Both the scheme and talent are failing to meet ACC standards.


4. Jeff Choate, Nevada (Mountain West)

Jeff Choate enters his second season needing rapid improvement after a brutal 3-10 debut and an 0-7 Mountain West mark.

He inherited a historically bad stretch for Nevada. But the Wolf Pack’s ongoing execution errors, penalty problems, and lack of visible player development mean that the administration and fans demand not just “process” but immediate results.

Patience is running out for anything short of a significant turnaround.


5. Joe Moorhead, Akron (MAC)

Despite incremental statistical improvement, Joe Moorhead’s 10-34 record in three years overshadows any progress at Akron.

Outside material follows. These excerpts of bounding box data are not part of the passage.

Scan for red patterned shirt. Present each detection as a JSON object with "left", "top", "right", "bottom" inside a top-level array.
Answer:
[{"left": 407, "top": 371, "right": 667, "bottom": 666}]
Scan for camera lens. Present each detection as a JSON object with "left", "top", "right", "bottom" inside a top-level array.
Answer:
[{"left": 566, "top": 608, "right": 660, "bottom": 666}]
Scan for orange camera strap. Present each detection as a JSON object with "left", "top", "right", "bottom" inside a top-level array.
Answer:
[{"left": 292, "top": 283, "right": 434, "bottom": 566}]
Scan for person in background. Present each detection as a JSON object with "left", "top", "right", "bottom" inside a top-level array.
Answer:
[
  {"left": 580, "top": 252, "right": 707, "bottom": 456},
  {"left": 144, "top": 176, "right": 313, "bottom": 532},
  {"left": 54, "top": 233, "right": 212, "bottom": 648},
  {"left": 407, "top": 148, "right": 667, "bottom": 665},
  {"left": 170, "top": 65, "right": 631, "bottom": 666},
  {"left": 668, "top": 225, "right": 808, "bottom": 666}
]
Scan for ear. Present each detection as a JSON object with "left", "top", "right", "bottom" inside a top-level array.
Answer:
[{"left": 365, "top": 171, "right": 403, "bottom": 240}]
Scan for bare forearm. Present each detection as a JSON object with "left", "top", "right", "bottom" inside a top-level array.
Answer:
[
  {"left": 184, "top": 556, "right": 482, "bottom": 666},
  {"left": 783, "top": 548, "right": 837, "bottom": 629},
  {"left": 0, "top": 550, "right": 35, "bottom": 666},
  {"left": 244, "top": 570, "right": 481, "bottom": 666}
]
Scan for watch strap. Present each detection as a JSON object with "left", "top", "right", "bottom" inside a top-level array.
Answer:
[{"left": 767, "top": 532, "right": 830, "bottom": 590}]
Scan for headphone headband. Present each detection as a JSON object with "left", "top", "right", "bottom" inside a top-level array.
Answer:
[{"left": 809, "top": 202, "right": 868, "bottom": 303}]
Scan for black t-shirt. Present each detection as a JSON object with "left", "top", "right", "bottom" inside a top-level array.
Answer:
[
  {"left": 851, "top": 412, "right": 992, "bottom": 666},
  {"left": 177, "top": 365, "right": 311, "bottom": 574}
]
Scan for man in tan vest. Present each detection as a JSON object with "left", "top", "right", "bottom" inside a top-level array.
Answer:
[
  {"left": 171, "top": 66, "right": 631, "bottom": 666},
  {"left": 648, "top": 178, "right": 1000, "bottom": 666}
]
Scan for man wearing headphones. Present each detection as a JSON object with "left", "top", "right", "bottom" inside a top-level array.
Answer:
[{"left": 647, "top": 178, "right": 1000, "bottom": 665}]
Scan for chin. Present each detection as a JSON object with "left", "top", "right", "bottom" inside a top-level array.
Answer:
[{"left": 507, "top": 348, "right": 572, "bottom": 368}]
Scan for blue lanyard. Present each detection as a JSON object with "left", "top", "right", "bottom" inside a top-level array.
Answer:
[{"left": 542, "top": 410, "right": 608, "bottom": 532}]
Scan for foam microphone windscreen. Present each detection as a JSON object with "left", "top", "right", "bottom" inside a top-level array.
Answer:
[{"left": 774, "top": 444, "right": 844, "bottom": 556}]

Expectations are now for actual wins, not just competitive efforts. Last season’s upgraded defense regressed offensively, and major roster overhauls have yet to translate into results—Akron lost 42-28 to Ball State last Saturday. Frustration mounts among stakeholders tired of moral victories.

This is a do-or-die 2025 for Moorhead.


6. Luke Fickell, Wisconsin (Big Ten)

Luke Fickell’s tenure has soured dramatically after a string of shutout losses, leaving Wisconsin at 2-5 with its worst Power Four losing streak in decades.

The Badgers’ complete lack of offensive progress and recent blowouts, combined with a tough schedule, have ramped up calls for change. Fickell’s once-impressive resume is doing little to quell dissatisfaction in Madison.

However, sources at Wisconsin tell Coaches Hot Seat that the consensus in Madison is to bring Fickell back next season while increasing NIL investments and the use of the portal.


7. Butch Jones, Arkansas State (Sun Belt)

Butch Jones is again in hot seat territory after showing little progress during his time at Arkansas State, despite a small bright spot last year.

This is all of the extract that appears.